La gente de la montaña sin la montaña
La problemática que las comunidades indígenas atraviesan actualmente es alarmante, además de profundamente triste. Esta es la historia de Eloyse y Jairo Borocuara, dos embera que junto con su familia resisten, como pueden, en el peligroso barrio bogotano San Bernando.
Embera chamí significa “gente de la montaña” o “gente de la cordillera”. Su historia es el legado de sus antepasados y la memoria de las generaciones del presente y de las futuras. Características importantes de esta comunidad son la lengua, la música, la danza y el canto tradicional. La lengua embera es pervivencia e identidad: su lengua está en la música y la danza, su idioma ha sido construido y reproducido desde la oralidad que expresa su pensamiento, su historia, y sus tradiciones.
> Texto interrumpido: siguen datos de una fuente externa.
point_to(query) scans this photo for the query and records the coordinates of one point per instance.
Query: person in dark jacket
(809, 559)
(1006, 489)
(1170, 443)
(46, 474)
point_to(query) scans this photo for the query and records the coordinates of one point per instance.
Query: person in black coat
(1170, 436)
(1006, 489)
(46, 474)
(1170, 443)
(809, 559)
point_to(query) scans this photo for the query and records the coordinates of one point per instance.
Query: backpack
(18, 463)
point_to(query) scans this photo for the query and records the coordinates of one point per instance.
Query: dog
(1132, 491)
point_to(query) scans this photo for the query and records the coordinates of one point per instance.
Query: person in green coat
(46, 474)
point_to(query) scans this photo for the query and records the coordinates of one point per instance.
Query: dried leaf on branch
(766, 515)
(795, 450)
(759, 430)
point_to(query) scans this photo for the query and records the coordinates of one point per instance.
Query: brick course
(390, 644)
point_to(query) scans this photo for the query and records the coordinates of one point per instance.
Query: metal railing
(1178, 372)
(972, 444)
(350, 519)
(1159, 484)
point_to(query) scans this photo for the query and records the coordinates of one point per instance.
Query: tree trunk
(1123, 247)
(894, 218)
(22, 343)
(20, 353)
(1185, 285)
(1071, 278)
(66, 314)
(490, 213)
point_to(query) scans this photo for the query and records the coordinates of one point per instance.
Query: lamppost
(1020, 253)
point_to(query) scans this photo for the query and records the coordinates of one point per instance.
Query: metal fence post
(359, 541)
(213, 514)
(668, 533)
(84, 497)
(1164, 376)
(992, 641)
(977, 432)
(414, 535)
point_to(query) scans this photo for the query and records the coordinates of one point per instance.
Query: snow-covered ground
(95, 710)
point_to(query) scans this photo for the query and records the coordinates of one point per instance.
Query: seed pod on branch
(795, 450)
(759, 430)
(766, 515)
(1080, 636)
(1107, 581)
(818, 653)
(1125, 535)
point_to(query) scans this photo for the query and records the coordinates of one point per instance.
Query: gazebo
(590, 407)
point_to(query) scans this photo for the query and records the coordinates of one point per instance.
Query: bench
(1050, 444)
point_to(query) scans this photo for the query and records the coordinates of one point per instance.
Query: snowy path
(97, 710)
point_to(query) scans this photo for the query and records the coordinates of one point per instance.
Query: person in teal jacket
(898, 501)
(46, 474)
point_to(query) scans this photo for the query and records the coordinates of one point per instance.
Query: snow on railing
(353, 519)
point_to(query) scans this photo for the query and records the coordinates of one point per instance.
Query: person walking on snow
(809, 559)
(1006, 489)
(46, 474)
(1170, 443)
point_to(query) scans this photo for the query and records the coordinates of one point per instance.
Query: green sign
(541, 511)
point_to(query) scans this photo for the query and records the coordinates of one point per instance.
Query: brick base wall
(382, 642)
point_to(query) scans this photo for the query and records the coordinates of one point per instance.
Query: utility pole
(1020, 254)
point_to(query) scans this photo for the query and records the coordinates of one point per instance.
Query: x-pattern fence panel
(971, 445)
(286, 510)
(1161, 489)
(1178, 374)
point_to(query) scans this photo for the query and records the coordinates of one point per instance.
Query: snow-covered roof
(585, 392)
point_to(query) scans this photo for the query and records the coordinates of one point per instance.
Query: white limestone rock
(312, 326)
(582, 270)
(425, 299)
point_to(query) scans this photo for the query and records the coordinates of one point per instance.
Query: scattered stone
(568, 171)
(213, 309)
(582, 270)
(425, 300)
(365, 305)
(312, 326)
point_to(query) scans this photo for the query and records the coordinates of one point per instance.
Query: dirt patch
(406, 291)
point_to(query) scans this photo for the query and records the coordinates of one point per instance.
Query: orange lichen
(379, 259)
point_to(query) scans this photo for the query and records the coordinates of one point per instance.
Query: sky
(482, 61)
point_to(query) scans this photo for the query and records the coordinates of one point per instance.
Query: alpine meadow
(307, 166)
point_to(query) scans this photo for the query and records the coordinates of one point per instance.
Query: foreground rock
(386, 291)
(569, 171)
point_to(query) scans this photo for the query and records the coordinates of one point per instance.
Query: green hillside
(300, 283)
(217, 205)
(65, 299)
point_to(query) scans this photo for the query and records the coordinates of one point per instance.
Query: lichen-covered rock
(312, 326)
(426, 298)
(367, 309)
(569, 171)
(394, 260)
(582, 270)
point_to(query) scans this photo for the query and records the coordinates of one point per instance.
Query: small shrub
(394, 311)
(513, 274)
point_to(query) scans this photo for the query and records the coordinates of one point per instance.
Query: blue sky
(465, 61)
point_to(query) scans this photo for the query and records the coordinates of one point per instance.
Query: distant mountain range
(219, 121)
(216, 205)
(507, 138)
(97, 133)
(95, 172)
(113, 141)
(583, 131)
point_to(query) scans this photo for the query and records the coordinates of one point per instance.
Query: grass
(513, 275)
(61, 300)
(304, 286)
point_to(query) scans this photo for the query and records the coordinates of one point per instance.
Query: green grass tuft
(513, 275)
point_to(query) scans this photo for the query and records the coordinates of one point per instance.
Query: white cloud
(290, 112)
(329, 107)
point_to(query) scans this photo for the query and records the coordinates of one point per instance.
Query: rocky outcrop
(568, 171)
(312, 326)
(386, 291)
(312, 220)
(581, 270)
La música y el canto tradicional están profundamente atados a su vida espiritual; los elementos sonoros ocupan un lugar esencial dentro de su territorio. Según sus testimonios, por medio de la música y el canto se hace memoria.
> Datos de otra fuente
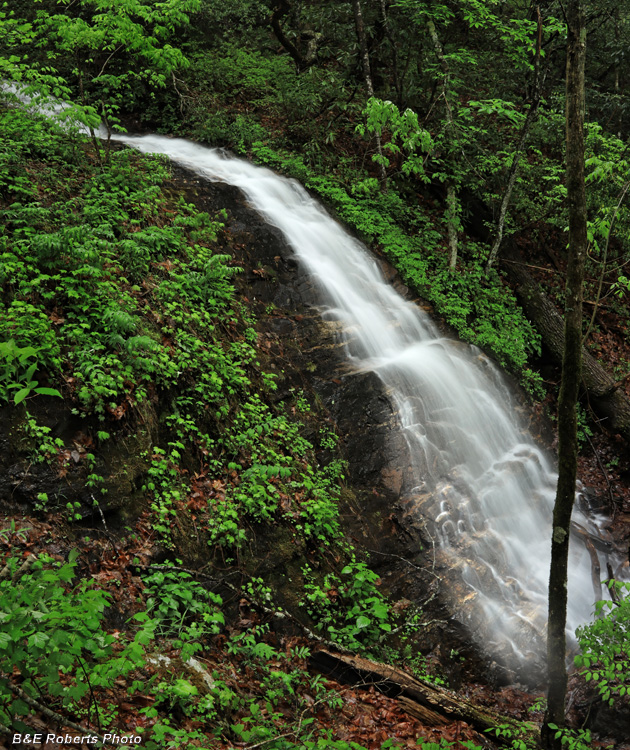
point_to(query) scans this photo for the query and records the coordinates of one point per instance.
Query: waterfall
(482, 487)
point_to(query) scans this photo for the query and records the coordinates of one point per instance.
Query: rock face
(310, 355)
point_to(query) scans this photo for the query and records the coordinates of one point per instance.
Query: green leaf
(48, 392)
(21, 395)
(363, 622)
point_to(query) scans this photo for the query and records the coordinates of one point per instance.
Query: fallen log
(431, 704)
(606, 398)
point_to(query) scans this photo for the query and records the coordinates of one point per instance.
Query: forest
(261, 487)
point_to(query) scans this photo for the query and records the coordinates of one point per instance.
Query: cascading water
(480, 482)
(484, 486)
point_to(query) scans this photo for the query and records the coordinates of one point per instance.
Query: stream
(483, 487)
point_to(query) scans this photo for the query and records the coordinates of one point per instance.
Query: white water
(480, 481)
(487, 488)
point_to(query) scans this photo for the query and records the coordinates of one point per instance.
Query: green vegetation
(132, 383)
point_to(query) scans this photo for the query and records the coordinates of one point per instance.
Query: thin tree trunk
(571, 374)
(452, 204)
(388, 34)
(529, 120)
(369, 86)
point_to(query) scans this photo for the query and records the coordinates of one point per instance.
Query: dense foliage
(119, 309)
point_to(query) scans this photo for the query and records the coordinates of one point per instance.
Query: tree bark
(453, 208)
(369, 86)
(532, 115)
(433, 705)
(571, 376)
(605, 396)
(302, 62)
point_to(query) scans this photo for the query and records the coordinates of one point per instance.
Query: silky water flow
(484, 491)
(484, 487)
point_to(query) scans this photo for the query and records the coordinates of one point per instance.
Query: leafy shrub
(50, 627)
(604, 645)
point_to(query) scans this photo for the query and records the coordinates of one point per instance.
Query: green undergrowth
(473, 301)
(117, 302)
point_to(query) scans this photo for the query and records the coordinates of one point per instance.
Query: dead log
(605, 397)
(431, 704)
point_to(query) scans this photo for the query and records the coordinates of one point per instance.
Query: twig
(29, 560)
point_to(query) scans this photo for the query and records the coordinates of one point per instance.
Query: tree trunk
(367, 77)
(571, 369)
(453, 209)
(605, 397)
(431, 704)
(532, 115)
Sin embargo, cuando llegué al barrio San Bernardo (mejor conocido como el Sanber) buscando la casa de Jairo Borocuara, un líder de la comunidad, toda esta cosmogonía y cultura que deberían envolver a los embera, a la gente de la cordillera, no se veía por ningún sitio. El barrio es un territorio urbano marginal colmado de problemáticas y violencias propias de una ciudad latinoamericana, diametralmente opuesto a la naturaleza que debería cobijar a una comunidad indígena. Dentro de la casa de Jairo se percibía un aroma infecto. Fue para mí, un joven de 19 años perteneciente al pueblo indígena de los Pastos de la ciudad de Ipiales (Nariño), todo un reto no ponerme a llorar frente a ellos al percatarme de la manera en la que se veían obligados a vivir.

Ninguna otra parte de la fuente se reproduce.